Scientists have long observed that Asian Indian individuals are up to six times more likely to develop T2D than their European counterparts. However, the genetic and biological reasons behind this disparity have remained unclear. To address this, researchers conducted targeted sequencing on ten known diabetes-related genetic regions using endogamous Punjabi Sikh families and extended their investigation to three other Indian ethnic groups.
The study identified rare and ultra-rare genetic variants in the KCNJ11-ABCC8 and HNF4A genes—both associated with Maturity-Onset Diabetes of the Young (MODY)—which were found to be linked with late-onset T2D. Additionally, researchers discovered new rare variant enrichments in the SLC38A11 and ANPEP genes, further implicating them in diabetes risk.

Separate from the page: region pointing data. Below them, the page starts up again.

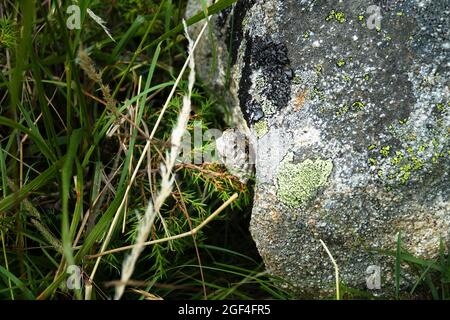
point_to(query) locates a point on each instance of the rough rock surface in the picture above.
(353, 128)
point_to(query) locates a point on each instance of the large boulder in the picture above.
(350, 106)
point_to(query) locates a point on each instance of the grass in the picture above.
(76, 112)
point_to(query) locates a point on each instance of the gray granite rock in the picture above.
(352, 121)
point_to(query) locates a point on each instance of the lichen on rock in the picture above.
(298, 183)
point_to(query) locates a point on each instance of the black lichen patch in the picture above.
(271, 58)
(235, 34)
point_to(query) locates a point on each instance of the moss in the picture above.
(298, 183)
(261, 128)
(358, 106)
(339, 16)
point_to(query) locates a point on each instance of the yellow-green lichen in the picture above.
(339, 16)
(261, 128)
(298, 183)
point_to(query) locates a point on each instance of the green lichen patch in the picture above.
(298, 183)
(339, 16)
(261, 128)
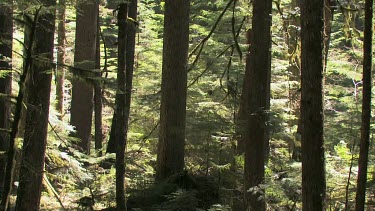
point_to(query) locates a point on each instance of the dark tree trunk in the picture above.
(84, 59)
(242, 115)
(19, 111)
(6, 32)
(130, 52)
(126, 49)
(120, 134)
(39, 88)
(360, 198)
(98, 104)
(60, 71)
(257, 104)
(312, 65)
(170, 158)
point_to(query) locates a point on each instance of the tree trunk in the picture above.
(120, 134)
(170, 158)
(6, 32)
(19, 111)
(312, 64)
(130, 52)
(39, 88)
(98, 104)
(360, 198)
(60, 71)
(242, 115)
(257, 104)
(84, 59)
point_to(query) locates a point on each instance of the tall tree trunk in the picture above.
(130, 52)
(126, 49)
(39, 88)
(257, 103)
(61, 54)
(242, 115)
(312, 64)
(84, 59)
(19, 111)
(6, 32)
(120, 134)
(366, 109)
(98, 104)
(170, 158)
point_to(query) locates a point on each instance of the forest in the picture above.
(186, 105)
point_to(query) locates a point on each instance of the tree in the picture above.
(120, 130)
(98, 98)
(6, 31)
(126, 47)
(170, 157)
(313, 161)
(366, 109)
(257, 103)
(39, 88)
(60, 69)
(84, 61)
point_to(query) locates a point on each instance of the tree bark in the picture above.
(360, 198)
(312, 65)
(170, 158)
(84, 59)
(39, 88)
(61, 54)
(120, 133)
(6, 32)
(98, 98)
(130, 52)
(257, 104)
(19, 111)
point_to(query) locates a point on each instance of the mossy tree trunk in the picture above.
(170, 158)
(257, 104)
(120, 134)
(61, 54)
(39, 88)
(84, 60)
(98, 97)
(312, 65)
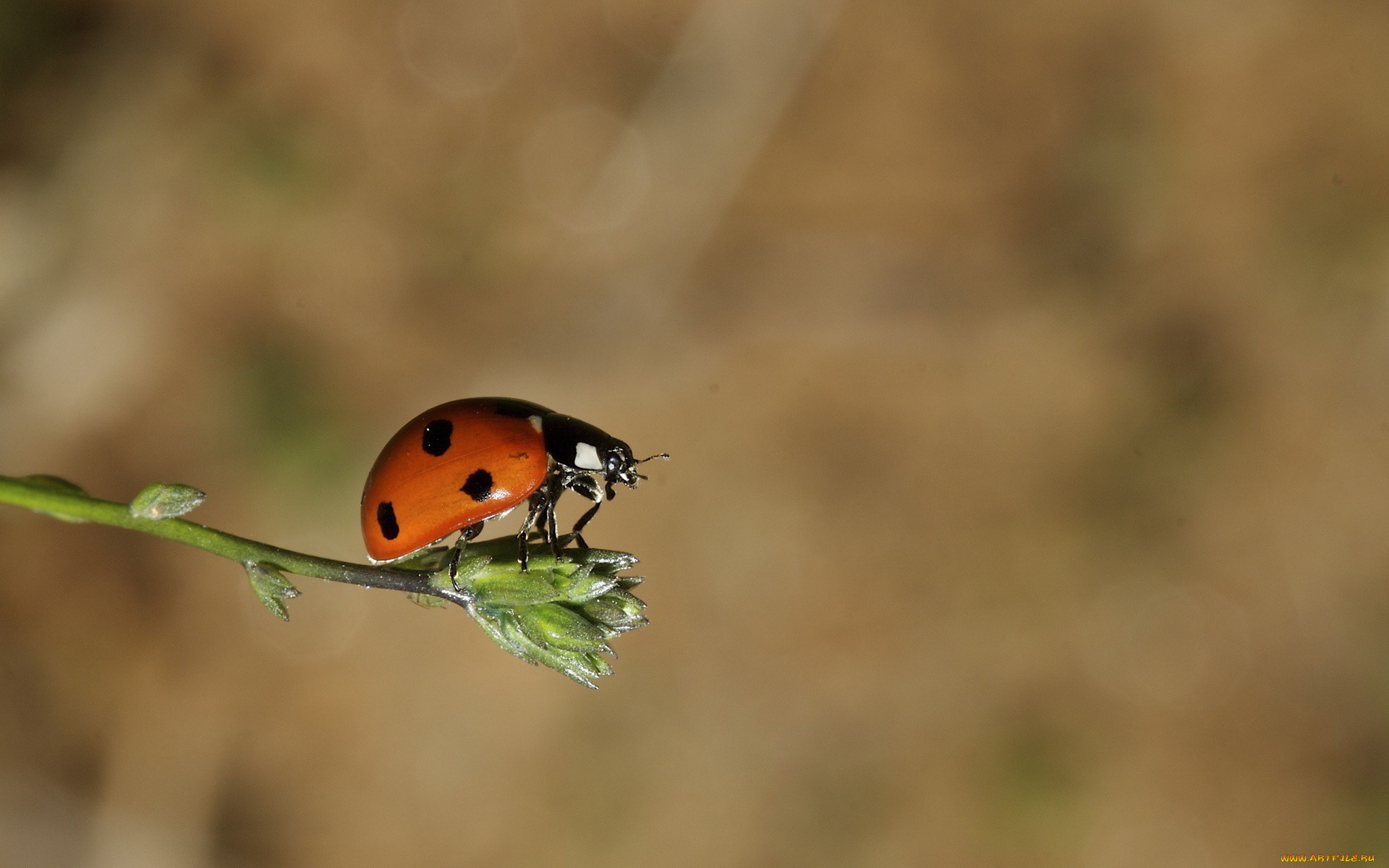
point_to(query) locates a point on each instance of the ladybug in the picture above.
(460, 464)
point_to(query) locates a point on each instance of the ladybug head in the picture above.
(584, 448)
(619, 464)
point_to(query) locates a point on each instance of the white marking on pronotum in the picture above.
(587, 457)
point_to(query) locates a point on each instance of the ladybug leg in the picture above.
(464, 538)
(590, 488)
(534, 517)
(553, 531)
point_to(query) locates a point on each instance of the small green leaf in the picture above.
(271, 588)
(619, 610)
(585, 585)
(469, 567)
(166, 501)
(614, 561)
(560, 626)
(514, 590)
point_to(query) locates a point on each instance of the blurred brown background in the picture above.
(1025, 368)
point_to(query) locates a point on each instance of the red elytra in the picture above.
(451, 467)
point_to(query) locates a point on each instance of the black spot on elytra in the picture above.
(514, 410)
(478, 485)
(438, 436)
(386, 520)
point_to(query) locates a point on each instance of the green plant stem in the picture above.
(72, 506)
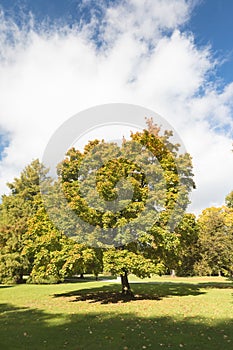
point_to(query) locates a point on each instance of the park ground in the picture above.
(176, 313)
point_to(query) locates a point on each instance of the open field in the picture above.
(188, 313)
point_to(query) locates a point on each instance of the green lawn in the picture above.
(188, 313)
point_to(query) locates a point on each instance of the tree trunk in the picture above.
(126, 290)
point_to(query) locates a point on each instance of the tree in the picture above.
(16, 209)
(53, 255)
(130, 198)
(187, 252)
(215, 241)
(229, 200)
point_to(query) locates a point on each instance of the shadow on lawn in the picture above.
(28, 328)
(142, 291)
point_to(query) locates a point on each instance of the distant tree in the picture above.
(15, 210)
(90, 181)
(215, 241)
(187, 252)
(229, 200)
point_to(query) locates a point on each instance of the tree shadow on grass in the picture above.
(217, 285)
(28, 328)
(142, 291)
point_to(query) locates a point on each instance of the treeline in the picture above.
(32, 245)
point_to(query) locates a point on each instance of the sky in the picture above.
(174, 57)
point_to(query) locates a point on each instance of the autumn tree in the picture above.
(130, 198)
(215, 241)
(229, 200)
(16, 208)
(187, 251)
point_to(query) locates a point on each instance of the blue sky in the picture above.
(175, 57)
(211, 22)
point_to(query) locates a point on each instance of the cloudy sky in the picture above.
(174, 57)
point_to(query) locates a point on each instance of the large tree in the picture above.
(16, 208)
(130, 198)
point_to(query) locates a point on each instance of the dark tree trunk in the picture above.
(126, 290)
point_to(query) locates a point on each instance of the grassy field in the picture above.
(188, 313)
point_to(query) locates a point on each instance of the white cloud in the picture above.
(46, 76)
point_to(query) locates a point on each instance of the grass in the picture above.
(188, 313)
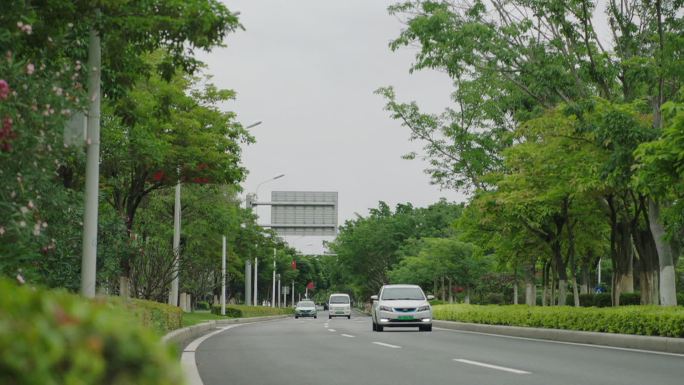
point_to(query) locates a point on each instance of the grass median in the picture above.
(638, 320)
(233, 311)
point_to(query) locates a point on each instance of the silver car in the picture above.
(401, 306)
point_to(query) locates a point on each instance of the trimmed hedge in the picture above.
(244, 311)
(605, 299)
(53, 337)
(642, 320)
(160, 317)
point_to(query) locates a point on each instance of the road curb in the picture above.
(627, 341)
(182, 337)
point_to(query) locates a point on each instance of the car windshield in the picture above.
(402, 293)
(339, 299)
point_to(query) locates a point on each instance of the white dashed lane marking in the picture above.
(387, 345)
(490, 366)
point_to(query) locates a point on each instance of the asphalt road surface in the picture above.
(342, 351)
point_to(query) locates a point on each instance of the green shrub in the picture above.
(157, 316)
(494, 299)
(587, 300)
(643, 320)
(630, 299)
(244, 311)
(53, 337)
(231, 312)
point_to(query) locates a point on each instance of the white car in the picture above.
(401, 306)
(306, 308)
(339, 305)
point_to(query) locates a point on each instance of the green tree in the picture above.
(510, 60)
(161, 133)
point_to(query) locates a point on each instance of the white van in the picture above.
(339, 305)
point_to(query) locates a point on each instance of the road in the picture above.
(342, 351)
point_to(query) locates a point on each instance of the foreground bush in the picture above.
(51, 338)
(243, 311)
(157, 316)
(643, 320)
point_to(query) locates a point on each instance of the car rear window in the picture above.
(402, 293)
(339, 299)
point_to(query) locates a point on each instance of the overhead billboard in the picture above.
(304, 212)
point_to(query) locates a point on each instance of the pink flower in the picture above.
(4, 89)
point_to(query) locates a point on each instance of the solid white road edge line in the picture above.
(566, 343)
(387, 345)
(516, 371)
(188, 364)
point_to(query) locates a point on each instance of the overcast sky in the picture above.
(308, 69)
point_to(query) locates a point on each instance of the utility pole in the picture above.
(256, 276)
(248, 282)
(89, 257)
(223, 278)
(278, 290)
(173, 294)
(273, 297)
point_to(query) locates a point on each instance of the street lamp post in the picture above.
(273, 297)
(278, 278)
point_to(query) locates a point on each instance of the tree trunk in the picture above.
(571, 260)
(451, 291)
(623, 274)
(668, 293)
(515, 293)
(545, 283)
(584, 279)
(467, 297)
(443, 290)
(530, 288)
(124, 287)
(648, 262)
(561, 271)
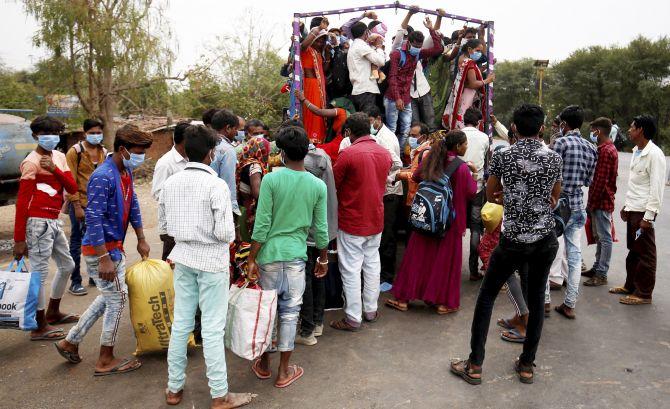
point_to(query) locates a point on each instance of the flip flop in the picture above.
(504, 323)
(46, 337)
(513, 335)
(395, 304)
(66, 319)
(298, 372)
(116, 370)
(257, 371)
(72, 357)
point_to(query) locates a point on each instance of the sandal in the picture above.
(527, 368)
(72, 357)
(343, 325)
(620, 290)
(117, 369)
(634, 300)
(258, 372)
(513, 335)
(462, 368)
(47, 335)
(298, 372)
(396, 305)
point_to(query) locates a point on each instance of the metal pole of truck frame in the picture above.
(296, 83)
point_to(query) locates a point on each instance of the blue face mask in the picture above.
(48, 142)
(134, 161)
(94, 138)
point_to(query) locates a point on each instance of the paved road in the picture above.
(610, 356)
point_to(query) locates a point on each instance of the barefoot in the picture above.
(232, 400)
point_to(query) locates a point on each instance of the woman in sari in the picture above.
(431, 267)
(315, 59)
(251, 167)
(468, 85)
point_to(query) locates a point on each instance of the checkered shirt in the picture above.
(579, 162)
(196, 210)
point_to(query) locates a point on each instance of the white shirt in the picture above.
(168, 164)
(478, 147)
(359, 60)
(195, 209)
(389, 141)
(646, 181)
(420, 86)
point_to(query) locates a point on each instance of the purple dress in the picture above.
(431, 267)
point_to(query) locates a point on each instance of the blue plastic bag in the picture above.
(19, 291)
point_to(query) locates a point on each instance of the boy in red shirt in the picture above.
(38, 233)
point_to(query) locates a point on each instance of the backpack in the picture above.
(432, 211)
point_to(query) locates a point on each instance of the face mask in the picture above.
(94, 138)
(48, 142)
(134, 161)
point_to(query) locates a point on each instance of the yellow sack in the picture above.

Gene burden analysis demonstrated that HNF4A contributed the highest rare variant burden (p = 0.0003), followed by KCNJ11/ABCC8 (p = 0.0061) and SLC38A11 (p = 0.03). Notably, while some rare variants identified in Sikh individuals were also found in Agarwals from Jaipur (another Northern Indian group), they were absent in South Indian ethnic groups, suggesting regional genetic distinctions.
Despite a high prevalence of diabetes-related rare variants, many of the studied families exhibited a significantly lower burden of polygenic risk scores (PRS), indicating that the condition in these populations is influenced by a combination of oligogenic inheritance and polygenic susceptibility. Further functional studies demonstrated that a rare intronic regulatory variant in the ABCC8 gene affects key transcription factor binding, impacting gene regulation linked to diabetes development.
These findings underscore the urgent need to investigate diabetes genetics in non-European populations to uncover novel therapeutic targets and devise effective prevention strategies. The study’s authors emphasize that understanding these genetic differences can help develop more tailored approaches to diabetes management for Asian Indian individuals, who continue to bear a disproportionately high burden of the disease.
Reference
Rout M et al. Excess of rare noncoding variants in several type 2 diabetes candidate genes among Asian Indian families. Commun Med. 2025;5(1):47.